つまり、ないと始まらないもの、ギター・弦・ピックを用意します。

用意したギター・弦・ピックは「素材」です、その「素材」以上の音は生まれてきません。

素材に要素を足すことはできますが、ジョン・フルシアンテは足しません。

徹底的に、削ぎ落とします。

ギターはフェンダー・ストラトキャスター

用意すべきギターは、フェンダー・ストラトキャスターです。

理由はもちろん、「ジョン・フルシアンテはフェンダー・ストラトキャスターで音作りしているから」です。

下記は、ジョンが98年に復帰した直後のライブ。アンソニーからプレゼントされたフェンダー・ストラトキャスター(62年製)を演奏する姿が確認できます。「復帰直後感」があります。

フェンダー・ストラトキャスター以外で再現は難しい?

完璧にニュアンスを再現したいなら、やはりストラトキャスターが望ましいですが、そればかりが正しいわけではないですし、ジョン・フルシアンテも様々なギターを使用しています。

もちろんギターの音は重要です。さらに、バンドアンサンブルはもっと重要。

必ずしもストラトキャスターでなくても大丈夫です。

とはいえ、「フェンダー・ストラトキャスターさえあれば大抵の状況を乗り越えられる」とも思います。

ジョン・フルシアンテは、ソロ活動では「ヤマハSG2000」「ギブソンES-335」などを使用することもあり、レッチリのライブでも「テレキャスター」「ジャガー」「グレッチ」など、演奏する曲や「その時のフィーリング」で様々なギターを使用しています。

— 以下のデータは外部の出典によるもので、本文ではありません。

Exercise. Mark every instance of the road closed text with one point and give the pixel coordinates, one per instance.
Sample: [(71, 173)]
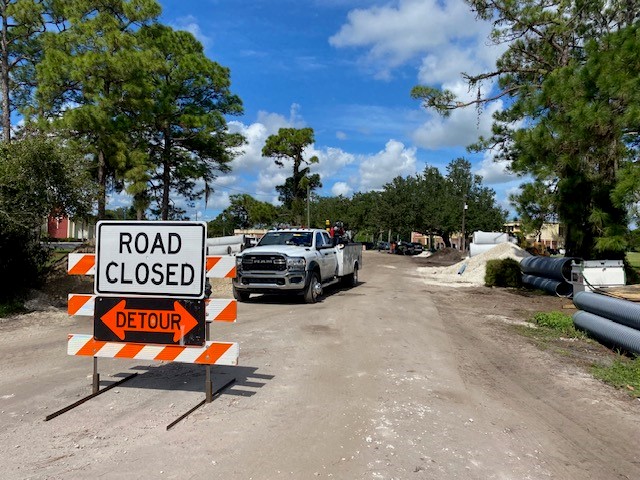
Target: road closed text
[(155, 273)]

こちらの記事、「ジョン・フルシアンテ歴代使用ギター【時系列で整理・解説】」では、ストラトキャスターの詳細もまとめていますので、音作りに役立つかもしれません。

自分たちのトーンは自分たちの中にある

ジョン・フルシアンテの発言で「自分たちのトーンは自分たちの中にある」という言葉があります。

ジョンはレッチリ加入当初、クレイマーやアイバニーズのスーパーストラトを使用していました。

その後、フェンダー・ストラトキャスターを使用するようになります。

バンドアンサンブルを考慮した結果だと思います。

レッチリにはハイファイな音はハマらないのではないかと思います、初代ギタリストのヒレル・スロヴァクもストラトをチョイスしていたように、「固有のだらしなさ」はストラトならではの魅力です。

だからこそ、アンソニーは62年製ストラトキャスターをプレゼントしたのでは?と思います。

ジョン・フルシアンテがフェンダー・ストラトキャスターを選んだのは、必然だったんでしょう。

ストラトキャスターは万能

もし、あなたがストラトキャスターを選ぶのは、必然かもしれません。

だって、あなたはジョン・フルシアンテ好きでしょう?

ストラトキャスターは万能。ストラトキャスターは、ロックとは切り離せない。歴史があります。

フェンダー・ストラトキャスターで、ジョンの音作りを「分析・考察・マネ」することで、「かっこいい音」の作り方を覚えたら、自ずと自分らしさが見つかりますよ!

最初のストラトキャスターはどれがいい?

まずは現行品のストラトキャスターを試してみるのがおすすめ。

ストラトキャスターの特徴

1.シングルコイル・ピックアップ。シングルコイル・ピックアップでしか得られない、抜ける高音域と、低出力ゆえの枯れたニュアンス。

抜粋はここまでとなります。